Lukas stared at the monster.
His heart pounded.
Then—
He remembered something.
Rasmus’s voice on the ice ridge: “The mountain presses back, boy. Always use what the mountain gives you.”
And Markus’s voice, long ago, teaching him how to throw a rock exactly where it could ricochet: “Look at the angles, Lukey. Mountains talk with angles.”
Lukas looked at the cliff.
Smooth. Polished. Unforgiving.
A perfect surface for rebound.
He looked at the Rebounder.
A perfect creature for overrebound.
A plan clicked into place so fast it stole his breath.
He raised the axe.
“Come on then,” he whispered. “Hit me.”
The Rebounder screeched — a pure resonance cry — and launched.
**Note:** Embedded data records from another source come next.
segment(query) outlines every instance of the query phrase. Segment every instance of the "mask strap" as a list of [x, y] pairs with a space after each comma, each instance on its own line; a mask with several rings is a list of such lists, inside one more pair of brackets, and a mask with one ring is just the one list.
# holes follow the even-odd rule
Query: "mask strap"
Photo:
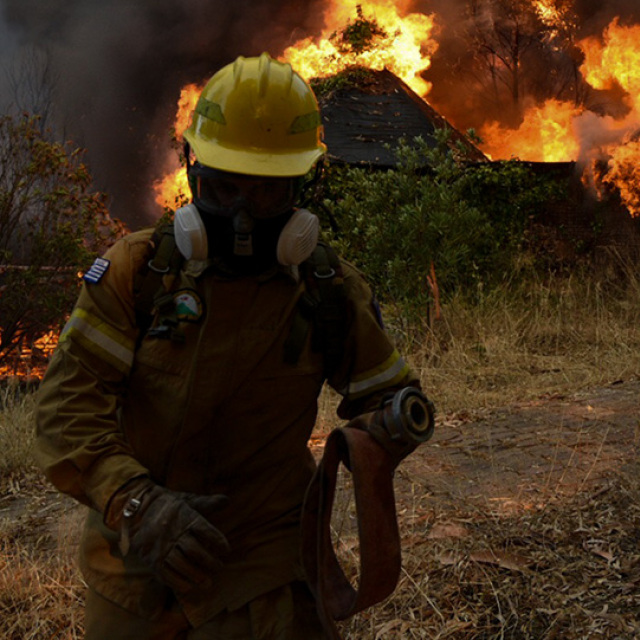
[[191, 162], [191, 145], [185, 140], [184, 148], [184, 163], [187, 171], [187, 182], [189, 183], [189, 189], [191, 189], [191, 197], [195, 198], [197, 193], [197, 178], [191, 174], [193, 169], [193, 163]]
[[191, 173], [191, 145], [185, 141], [183, 147], [184, 161], [187, 166], [187, 174]]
Lukas ran toward the cliff.
“LUKAS, NO!” Anna sobbed.
He reached the cliff.
Put his back to it.
And at the last possible heartbeat—
He dropped flat.
The Rebounder slammed full?force into the ice wall.
BOOM—CRACK!
The collision sent the creature rebounding backward at double velocity — its own tendrils amplifying the ricochet like overloaded springs.
It flew across the slope—
slammed into a jagged pillar of frozen stone—
and shattered the pillar in half.
Frozen shards rained down.
The Rebounder twitched. Its spine bent wrong. Its tendrils flickered. It tried to stand—
But Lukas was already moving.
He grabbed the axe with both hands.
Ran through the snow.
And swung with every ounce of strength he had:
THUD—CRUNCH.
The axe split the main tendril ridge along the monster’s neck — the biological anchor that held its recoil mechanism together.
The Rebounder convulsed once.
Twice.
Then lay still.
Silence.
Only Lukas’s ragged breathing.
Only his heartbeat in his ears.
Only the storm swirling around him like a shroud.
Anna reached him moments later, falling to her knees, arms wrapping around him before he could even blink.
“My boy,” she sobbed into his hair. “My brave, stubborn boy—”
Lena clung to his coat, crying uncontrollably.
“I thought you were gone— I thought—”
Lukas trembled, pressing his forehead to Anna’s shoulder.
“I’m okay,” he whispered. “I’m okay.”
But his hands shook violently.
Because the mountain had nearly taken him.
Again.
Anna held him until the shaking stopped.
Lena kissed his cheek. “You saved yourself, Lukas.”
He swallowed hard.
“Rasmus taught me the angles,” he whispered. “And Papa taught me the rest.”
Anna’s breath caught.
She pressed a trembling hand to his cheek.
“You listened,” she said softly. “You listened to the wind. And you listened to yourself.”
He nodded.
Then looked up at the looming silhouette of the broken Circle above.
“We need to move,” Lukas said hoarsely. “It’s not done.”
Anna took both their hands.
“No,” she whispered. “It isn’t.”
And together, the three of them ran into the storm—
as the mountain screamed again behind them, furious and afraid of the children it could no longer claim.